I have a function that calculates a value of a scalar field on a 3D space, so I feed it 3D tensors for x, y and z coordinates (obtained by numpy.meshgrid) and use elementwise operations everywhere. This works as expected.
Now I need to calculate a gradient of the scalar field. I've been playing around with theano.tensor.grad
and theano.tensor.jacobian
and I don't understand how a derivative of elementwise operation is supposed to work.
This is a MWE that I don't understand:
import theano.tensor as T
x, y = T.matrices("xy")
expr = x**2 + y
grad = T.grad(expr[0, 0], x)
print(grad.eval({x: [[1, 2], [1, 2]], y: [[1, 1], [2, 2]]}))
It prints
[[ 2. 0.] [ 0. 0.]]
while I would expect
[[ 2. 4.] [ 2. 4.]]
I also tried with jacobian:
import theano.tensor as T
x, y = T.matrices("xy")
expr = x**2 + y
grad = T.jacobian(expr.flatten(), x)
print(grad.eval({x: [[1, 2], [1, 2]], y: [[1, 1], [2, 2]]}))
which retus
[[[ 2. 0.] [ 0. 0.]] [[ 0. 4.] [ 0. 0.]] [[ 0. 0.] [ 2. 0.]] [[ 0. 0.] [ 0. 4.]]]

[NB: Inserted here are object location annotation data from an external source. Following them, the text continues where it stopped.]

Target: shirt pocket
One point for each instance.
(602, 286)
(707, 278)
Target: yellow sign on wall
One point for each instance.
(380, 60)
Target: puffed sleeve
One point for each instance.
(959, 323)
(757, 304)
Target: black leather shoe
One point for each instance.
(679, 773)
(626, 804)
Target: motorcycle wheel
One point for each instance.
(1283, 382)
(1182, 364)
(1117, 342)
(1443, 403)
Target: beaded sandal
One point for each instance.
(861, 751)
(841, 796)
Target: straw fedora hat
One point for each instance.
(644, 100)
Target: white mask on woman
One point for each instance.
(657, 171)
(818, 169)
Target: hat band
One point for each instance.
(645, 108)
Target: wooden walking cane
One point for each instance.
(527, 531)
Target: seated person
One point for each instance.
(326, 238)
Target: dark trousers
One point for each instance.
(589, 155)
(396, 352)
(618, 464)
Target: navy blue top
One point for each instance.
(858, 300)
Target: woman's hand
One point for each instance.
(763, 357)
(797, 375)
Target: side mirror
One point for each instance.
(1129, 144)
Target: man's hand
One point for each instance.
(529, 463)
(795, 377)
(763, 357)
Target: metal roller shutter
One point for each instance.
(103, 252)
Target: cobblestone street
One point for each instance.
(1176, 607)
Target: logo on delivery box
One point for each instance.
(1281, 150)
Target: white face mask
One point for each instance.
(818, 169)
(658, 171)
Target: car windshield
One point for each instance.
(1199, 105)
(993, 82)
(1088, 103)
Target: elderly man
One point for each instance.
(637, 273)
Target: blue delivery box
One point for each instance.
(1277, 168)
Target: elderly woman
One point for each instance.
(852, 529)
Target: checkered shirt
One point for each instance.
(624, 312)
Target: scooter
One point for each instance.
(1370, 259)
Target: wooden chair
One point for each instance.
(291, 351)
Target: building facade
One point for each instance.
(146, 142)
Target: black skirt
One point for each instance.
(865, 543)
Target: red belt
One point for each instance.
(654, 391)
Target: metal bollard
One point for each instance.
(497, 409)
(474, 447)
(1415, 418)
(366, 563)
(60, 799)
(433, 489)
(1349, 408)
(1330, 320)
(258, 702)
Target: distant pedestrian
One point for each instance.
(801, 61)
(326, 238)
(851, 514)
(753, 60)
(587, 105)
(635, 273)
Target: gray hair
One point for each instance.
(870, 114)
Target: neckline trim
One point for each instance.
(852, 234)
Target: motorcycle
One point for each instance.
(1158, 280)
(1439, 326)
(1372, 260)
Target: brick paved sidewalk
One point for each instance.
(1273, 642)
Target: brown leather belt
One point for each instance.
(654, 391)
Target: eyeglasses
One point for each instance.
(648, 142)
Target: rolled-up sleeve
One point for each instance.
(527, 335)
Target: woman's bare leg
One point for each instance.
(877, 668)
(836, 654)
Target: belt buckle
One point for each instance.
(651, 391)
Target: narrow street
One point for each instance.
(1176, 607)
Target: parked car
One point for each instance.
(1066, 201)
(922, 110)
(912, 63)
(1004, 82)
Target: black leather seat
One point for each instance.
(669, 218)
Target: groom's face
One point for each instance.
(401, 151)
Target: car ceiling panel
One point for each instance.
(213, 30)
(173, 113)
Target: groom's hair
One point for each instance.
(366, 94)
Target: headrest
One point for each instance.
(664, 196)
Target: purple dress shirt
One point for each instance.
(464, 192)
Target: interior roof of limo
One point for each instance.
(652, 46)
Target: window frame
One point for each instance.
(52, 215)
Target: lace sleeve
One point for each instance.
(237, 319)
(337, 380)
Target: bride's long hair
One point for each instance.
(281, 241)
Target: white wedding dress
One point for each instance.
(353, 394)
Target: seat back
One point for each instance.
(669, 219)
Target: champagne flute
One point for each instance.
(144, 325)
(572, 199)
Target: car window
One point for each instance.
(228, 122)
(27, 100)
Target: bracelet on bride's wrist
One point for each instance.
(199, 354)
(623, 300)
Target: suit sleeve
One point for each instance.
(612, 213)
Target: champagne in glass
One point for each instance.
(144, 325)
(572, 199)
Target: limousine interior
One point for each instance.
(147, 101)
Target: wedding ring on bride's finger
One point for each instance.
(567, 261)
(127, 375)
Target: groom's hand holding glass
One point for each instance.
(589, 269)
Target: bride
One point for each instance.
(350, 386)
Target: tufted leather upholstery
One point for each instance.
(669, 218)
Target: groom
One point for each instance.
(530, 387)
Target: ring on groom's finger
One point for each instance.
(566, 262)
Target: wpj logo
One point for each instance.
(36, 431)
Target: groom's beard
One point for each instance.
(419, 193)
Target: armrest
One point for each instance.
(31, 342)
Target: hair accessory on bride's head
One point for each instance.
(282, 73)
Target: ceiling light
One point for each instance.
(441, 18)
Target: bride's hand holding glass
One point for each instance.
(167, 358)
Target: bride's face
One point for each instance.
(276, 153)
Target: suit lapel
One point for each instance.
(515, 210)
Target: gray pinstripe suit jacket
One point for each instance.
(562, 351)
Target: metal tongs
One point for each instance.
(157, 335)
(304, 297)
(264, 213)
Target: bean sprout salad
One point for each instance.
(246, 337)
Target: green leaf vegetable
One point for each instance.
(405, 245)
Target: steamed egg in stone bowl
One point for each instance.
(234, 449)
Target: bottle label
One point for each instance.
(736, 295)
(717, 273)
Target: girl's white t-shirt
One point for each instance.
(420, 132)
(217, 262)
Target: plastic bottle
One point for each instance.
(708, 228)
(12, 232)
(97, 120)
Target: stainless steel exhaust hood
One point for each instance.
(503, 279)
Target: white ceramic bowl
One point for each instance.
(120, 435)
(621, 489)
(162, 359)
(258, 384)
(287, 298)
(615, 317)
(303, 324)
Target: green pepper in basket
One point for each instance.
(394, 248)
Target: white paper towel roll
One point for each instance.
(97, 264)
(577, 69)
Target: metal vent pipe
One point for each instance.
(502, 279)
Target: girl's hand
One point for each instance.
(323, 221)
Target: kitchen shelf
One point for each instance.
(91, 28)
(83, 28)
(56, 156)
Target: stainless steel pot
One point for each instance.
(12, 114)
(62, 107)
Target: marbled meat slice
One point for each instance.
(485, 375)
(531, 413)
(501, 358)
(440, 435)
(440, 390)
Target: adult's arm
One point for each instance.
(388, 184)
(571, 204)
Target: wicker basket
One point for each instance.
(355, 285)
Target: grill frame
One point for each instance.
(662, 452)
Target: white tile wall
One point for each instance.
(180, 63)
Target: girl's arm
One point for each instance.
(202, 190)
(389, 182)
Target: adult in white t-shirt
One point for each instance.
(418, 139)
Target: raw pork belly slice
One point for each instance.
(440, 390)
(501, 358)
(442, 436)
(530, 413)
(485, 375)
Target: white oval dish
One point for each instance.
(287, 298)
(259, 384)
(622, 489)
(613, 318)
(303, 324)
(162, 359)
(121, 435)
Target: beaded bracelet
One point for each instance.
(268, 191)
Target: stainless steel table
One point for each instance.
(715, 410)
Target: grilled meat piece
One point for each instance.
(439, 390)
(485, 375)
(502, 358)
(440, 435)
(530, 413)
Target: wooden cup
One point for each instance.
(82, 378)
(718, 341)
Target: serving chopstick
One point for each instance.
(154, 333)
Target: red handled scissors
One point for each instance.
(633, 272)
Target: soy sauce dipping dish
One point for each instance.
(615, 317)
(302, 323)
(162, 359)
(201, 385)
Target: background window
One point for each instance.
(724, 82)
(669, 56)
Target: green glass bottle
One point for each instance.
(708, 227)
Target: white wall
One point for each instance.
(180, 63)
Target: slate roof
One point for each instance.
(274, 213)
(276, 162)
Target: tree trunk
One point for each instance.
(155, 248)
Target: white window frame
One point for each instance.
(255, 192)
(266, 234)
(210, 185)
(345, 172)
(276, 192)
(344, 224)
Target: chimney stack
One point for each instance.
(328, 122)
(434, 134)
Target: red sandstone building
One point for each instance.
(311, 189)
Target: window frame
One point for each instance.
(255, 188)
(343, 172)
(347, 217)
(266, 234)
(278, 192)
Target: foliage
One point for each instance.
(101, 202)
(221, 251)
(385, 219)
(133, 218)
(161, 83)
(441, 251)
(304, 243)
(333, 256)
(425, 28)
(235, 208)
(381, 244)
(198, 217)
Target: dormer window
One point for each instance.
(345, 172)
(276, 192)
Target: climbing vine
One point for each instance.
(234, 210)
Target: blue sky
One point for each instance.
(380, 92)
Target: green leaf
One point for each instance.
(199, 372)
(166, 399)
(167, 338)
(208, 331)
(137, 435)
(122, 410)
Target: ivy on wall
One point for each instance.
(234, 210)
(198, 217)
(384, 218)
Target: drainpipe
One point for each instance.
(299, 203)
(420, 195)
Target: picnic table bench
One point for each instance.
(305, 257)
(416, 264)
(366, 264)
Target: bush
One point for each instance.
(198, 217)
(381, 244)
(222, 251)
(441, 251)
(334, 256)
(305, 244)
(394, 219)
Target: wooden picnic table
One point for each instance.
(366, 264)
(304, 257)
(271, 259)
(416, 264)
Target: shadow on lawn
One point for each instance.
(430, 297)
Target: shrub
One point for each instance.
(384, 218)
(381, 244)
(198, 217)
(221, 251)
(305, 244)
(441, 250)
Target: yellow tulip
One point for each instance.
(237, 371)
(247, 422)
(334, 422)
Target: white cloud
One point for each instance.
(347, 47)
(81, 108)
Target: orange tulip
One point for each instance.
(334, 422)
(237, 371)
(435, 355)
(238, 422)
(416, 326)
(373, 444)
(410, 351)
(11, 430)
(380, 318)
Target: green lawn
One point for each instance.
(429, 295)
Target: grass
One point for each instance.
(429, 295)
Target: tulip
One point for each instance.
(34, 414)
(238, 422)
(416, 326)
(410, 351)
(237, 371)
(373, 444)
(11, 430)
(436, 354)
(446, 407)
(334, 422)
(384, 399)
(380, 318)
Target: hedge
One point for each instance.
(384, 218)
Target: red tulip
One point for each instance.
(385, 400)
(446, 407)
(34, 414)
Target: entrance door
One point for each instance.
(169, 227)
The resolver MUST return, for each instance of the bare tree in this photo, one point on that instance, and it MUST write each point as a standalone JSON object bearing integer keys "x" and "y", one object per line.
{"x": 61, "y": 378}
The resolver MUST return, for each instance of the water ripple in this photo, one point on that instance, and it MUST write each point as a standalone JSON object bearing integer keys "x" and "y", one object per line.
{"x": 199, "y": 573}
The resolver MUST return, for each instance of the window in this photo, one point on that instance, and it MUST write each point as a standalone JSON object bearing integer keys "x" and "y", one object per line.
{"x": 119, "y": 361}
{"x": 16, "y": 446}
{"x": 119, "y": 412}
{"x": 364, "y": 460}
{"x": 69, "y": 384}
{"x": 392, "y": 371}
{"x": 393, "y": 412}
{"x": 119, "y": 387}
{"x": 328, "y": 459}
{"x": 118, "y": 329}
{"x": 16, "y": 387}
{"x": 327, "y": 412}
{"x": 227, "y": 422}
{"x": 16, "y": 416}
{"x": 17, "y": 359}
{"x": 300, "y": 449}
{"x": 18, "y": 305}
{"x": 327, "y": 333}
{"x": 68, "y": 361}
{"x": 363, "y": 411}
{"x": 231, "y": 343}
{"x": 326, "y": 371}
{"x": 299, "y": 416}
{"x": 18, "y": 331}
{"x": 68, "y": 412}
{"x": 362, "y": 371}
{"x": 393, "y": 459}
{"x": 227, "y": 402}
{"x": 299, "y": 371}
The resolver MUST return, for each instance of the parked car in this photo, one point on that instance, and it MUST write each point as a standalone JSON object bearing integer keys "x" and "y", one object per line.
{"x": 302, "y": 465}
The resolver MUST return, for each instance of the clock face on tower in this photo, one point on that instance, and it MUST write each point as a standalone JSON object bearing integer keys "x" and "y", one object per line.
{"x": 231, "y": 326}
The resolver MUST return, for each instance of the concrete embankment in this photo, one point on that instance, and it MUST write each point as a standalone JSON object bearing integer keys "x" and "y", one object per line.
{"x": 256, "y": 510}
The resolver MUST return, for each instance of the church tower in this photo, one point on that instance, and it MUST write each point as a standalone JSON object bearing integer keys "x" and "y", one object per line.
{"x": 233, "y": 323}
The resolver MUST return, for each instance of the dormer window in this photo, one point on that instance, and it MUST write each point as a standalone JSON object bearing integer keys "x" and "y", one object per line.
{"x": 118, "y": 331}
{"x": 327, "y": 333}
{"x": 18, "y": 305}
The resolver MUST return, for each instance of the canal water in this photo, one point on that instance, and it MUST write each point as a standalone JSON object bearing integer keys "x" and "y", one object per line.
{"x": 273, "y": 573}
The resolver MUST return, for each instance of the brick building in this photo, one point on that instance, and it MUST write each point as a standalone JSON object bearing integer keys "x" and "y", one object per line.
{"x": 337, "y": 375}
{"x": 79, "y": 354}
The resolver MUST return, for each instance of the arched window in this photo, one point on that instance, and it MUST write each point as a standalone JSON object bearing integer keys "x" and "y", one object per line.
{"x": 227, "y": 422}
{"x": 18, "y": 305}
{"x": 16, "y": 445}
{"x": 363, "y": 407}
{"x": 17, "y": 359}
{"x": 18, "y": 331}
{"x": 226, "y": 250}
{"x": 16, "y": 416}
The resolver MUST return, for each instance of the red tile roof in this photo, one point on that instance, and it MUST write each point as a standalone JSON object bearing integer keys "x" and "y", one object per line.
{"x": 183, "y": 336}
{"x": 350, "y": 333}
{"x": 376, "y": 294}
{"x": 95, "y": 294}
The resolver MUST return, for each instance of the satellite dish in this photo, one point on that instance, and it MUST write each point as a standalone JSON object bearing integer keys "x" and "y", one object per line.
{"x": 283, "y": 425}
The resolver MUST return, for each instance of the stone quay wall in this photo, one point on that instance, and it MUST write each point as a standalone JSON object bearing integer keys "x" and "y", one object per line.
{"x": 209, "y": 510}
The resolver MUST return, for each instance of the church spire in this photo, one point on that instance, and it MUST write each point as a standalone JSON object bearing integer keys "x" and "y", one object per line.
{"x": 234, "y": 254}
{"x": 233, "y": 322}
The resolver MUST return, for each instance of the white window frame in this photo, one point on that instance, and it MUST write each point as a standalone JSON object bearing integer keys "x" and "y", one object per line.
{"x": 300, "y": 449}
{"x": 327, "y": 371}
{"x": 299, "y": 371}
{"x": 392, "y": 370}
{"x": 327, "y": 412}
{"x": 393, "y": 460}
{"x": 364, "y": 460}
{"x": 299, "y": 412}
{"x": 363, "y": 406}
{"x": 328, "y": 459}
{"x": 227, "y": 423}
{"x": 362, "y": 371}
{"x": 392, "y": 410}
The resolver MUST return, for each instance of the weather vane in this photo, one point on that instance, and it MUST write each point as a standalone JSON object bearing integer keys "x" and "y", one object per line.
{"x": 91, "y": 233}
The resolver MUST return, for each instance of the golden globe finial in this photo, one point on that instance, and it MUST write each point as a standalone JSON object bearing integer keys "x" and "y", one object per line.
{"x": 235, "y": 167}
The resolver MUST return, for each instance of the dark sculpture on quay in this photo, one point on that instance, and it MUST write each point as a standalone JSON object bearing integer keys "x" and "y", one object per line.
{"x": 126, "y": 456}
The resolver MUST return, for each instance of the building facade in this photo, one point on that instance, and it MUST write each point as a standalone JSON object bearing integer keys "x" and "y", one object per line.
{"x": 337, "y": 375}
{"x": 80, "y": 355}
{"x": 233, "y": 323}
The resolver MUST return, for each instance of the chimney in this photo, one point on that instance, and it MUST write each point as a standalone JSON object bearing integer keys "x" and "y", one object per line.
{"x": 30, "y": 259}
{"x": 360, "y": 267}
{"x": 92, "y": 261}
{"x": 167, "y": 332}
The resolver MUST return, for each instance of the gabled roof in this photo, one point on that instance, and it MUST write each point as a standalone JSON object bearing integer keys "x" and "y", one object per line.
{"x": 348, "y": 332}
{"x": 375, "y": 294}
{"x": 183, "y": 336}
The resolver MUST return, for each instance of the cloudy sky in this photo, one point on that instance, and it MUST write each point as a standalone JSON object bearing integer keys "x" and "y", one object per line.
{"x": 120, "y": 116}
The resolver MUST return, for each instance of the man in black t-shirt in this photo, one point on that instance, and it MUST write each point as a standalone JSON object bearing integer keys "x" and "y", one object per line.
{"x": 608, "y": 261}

(the nonzero elements together would give me my expected matrix from the previous example)
Is there some way to get the elmentwise gradients I need?
Can I for example somehow define the function as scalar (three scalars into a scalar) apply it elementwise over the coordinate tensors? This way the derivative would also be just a simple scalar and everything would work smoothly.